Every night before she leaves to go home, our nanny makes a joke about taking Spencer home with her. I don’t think these jokes are very funny.
Call me paranoid, but with each new joke I get a little more uneasy. It’s not in A’idah’s favor that she wears these thick-rimmed bifocals that make her myopic, and I hate to admit that it’s hard for me to trust myopic people. If you’re myopic, I apologize. Not your fault, but I just can’t trust you right off the bat. Whenever I can’t see A’idah’s eyes because the kitchen light is glinting off her glasses, and especially if she’s smiling vaguely without appearing to be actually listening to what I’m saying to her, I start to think she’s sociopathic, specifically, a kidnapper.
Growing up in the Pacific Northwest made me particularly sensitive to potential sociopaths. We have all these secluded places to hide bodies, so I can’t blame these guys for thinking rationally about their options. We’ve had the Unabomber, who lived for years in a little mountain pass town in Montana. That town has these amazing jalapeno cheese corn dogs at their gas station, and I always pictured the unibomber eating them in his little hut. We’ve had the charming Ted Bundy, who apparently offered my high school Psych teacher a ride when she was hitch-hiking in college. One of my high school’s former graduates was one of his victims. We had the Green River Killer, who I don’t know much about, and Spokane had its very own serial killer specializing in prostitutes. When I was 16 we had Christmas Eve dinner at a restaurant we remembered for its dumpster, where one of the bodies had been found.
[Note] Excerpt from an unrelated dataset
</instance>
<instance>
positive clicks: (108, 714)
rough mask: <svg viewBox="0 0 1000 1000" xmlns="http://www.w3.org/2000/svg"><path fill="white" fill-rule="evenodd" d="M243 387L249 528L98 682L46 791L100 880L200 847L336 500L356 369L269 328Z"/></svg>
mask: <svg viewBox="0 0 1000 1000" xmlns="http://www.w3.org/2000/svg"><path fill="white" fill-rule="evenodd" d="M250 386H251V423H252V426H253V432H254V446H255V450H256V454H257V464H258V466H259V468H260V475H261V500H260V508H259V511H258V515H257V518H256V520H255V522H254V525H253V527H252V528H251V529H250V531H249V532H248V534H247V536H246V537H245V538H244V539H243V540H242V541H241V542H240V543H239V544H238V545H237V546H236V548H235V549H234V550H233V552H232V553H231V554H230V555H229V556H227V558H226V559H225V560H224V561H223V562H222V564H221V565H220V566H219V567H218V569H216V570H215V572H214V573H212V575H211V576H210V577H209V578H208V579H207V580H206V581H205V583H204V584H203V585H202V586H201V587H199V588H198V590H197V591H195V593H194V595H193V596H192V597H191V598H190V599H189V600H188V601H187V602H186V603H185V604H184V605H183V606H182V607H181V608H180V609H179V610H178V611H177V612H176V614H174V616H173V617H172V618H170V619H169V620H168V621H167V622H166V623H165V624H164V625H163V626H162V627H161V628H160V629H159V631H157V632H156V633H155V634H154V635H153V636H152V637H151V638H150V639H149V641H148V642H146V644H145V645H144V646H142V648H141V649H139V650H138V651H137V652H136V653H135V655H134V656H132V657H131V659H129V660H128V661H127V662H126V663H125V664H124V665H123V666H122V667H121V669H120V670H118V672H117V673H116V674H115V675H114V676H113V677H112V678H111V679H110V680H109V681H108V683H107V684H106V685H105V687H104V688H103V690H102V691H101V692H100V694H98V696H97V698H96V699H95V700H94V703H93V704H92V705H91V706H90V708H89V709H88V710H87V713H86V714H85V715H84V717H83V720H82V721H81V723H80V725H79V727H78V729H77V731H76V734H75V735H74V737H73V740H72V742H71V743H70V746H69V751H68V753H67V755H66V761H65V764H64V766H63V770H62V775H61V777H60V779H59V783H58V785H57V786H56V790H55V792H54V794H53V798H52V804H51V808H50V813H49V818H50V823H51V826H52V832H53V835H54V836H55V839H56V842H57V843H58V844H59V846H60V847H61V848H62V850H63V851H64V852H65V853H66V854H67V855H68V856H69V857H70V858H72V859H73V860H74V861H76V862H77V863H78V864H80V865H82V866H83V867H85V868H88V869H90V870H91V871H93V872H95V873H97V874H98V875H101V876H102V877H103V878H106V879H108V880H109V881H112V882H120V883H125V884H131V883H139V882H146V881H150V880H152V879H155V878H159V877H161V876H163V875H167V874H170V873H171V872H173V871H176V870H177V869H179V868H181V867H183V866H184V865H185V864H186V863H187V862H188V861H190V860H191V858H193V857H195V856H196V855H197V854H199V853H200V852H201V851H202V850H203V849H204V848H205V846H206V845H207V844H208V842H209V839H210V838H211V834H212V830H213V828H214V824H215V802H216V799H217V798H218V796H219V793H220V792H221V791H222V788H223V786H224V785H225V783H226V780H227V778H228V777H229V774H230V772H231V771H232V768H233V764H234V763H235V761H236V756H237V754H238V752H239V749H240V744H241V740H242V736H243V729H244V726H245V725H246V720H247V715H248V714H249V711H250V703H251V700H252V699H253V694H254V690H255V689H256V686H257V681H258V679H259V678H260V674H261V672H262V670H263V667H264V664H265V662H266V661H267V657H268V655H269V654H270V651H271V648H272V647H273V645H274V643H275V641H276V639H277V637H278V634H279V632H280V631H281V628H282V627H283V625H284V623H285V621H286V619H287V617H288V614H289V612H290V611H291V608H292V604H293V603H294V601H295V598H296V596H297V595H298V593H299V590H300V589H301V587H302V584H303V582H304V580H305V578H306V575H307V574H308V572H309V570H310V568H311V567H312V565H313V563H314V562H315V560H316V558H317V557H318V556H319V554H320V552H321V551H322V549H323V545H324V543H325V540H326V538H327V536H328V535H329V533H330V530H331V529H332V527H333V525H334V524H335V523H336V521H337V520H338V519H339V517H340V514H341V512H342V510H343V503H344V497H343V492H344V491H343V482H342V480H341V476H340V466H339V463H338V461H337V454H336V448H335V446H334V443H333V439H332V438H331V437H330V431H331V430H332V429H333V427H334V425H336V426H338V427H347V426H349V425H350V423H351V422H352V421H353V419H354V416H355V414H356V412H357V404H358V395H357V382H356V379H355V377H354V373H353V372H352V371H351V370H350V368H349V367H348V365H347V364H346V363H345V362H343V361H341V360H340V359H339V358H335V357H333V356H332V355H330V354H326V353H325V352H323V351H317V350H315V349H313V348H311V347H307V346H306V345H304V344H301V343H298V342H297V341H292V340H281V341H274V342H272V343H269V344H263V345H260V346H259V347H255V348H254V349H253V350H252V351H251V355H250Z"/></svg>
I doubt I can blame the Pacific Northwest for my paranoia, but perhaps part of my lifelong fear of being murdered tracks back to our region’s rich history in the kind of crime that society least understands, which is a persistent and enduring urge to kill people.
I’ll give you a list of things A’idah has said to Spencer while I was holding him so you can judge for yourself, but first, a side note about talking “through” babies. I don’t mean literally, since I don’t think the logistics of that would work out very well.
By “talking through babies,” I mean directing comments at a baby which are really meant for someone else. You must use a high-pitched baby voice to make it clear that you’re just talking to the baby and not waging a passive aggressive war, though of course that’s exactly what you’re doing.
For example:
Me: “Oh my, Spencer! It looks like Daddy drank the last of the rum and didn’t get any more! Isn’t that mean of him, Spencer?”
Spencer: looks puzzled.
David: “Wait a second, Spencer. Now, didn’t Mommy have five rum and coke’s last night?” He makes an exaggerated face of surprise. “She did, didn’t she? That’s right!! Wouldn’t you have waited until Mommy was sleeping to make sure you got a little rum too? Wouldn’t you, Spencer?”
Spencer: looks puzzled.
A’idah does this also. At first, I assumed she was making the kind of cutesy jokes about taking him home with her that other people do when they want to tell you what a lovely child you have. But she says one of these things unfailingly, every night, and she continued to even once I made it clear (talking through Spencer, obviously), that I was becoming uncomfortable.
Monday: “Come boy! You’re going home with me, now get your things.”
Tuesday: “When will mommy say you can come home with me, eh?”
Wednesday: “Shall we give you a Muslim name, boy?”
Thursday: “Are you going to cry one day when I go home?”
Friday: “You’re coming with me, boy! We must get your passport.” (When I reached to pick him up) “No, he’s my boy!”
Or, one day when David was in the room:
“Daddy, I have to ask you a question. Every night I ask mommy to take Spencer home with me.”
“And it’s not funny!” I say to Spencer as I change his diaper.
“And Mommy says it’s not funny.”
“I would die!” I say light-heartedly, perhaps trying to remind her what it feels like to be separated from your children.
“No, you wouldn’t,” she says, and finally turns to me. “Remember life before the baby?”
David just laughs. Later he tells me that he’s convinced she just meant to let us know that she’d be willing to give us a night off sometime.
But if that’s all it is, why does she make these jokes Every. Single. Night?
I had started saying “That’s not funny!” in my high-pitched baby voice every time she made one of those jokes. No effect.
OK, reading over these, they’re not so bad. Perhaps I’m paranoid, and have nothing to worry about. Perhaps they irk me because I feel like a normal person wouldn’t say things like that, or at least, would only say them once in a while.
Lately, I feel as if A’idah is goading me, that she knows I don’t like her joking, and is doing it to get a reaction out of me now, and I hate it when people do that. I know I could just ask her, but the non-confrontationalist in me is resentful of having to go through the awkwardness of asking her to stop joking about kidnapping my son.
Just now as I was typing, she walked by and said, “We’re packing his bags, eh Mommy? You don’t mind being alone tonight, do you?”
I thought I saw her smirking, but I can’t tell for sure because of those bifocals.
I said nothing. I’m probably over-sensitive, but I’m still wavering about whether or not to fire her on grounds of distastefulness.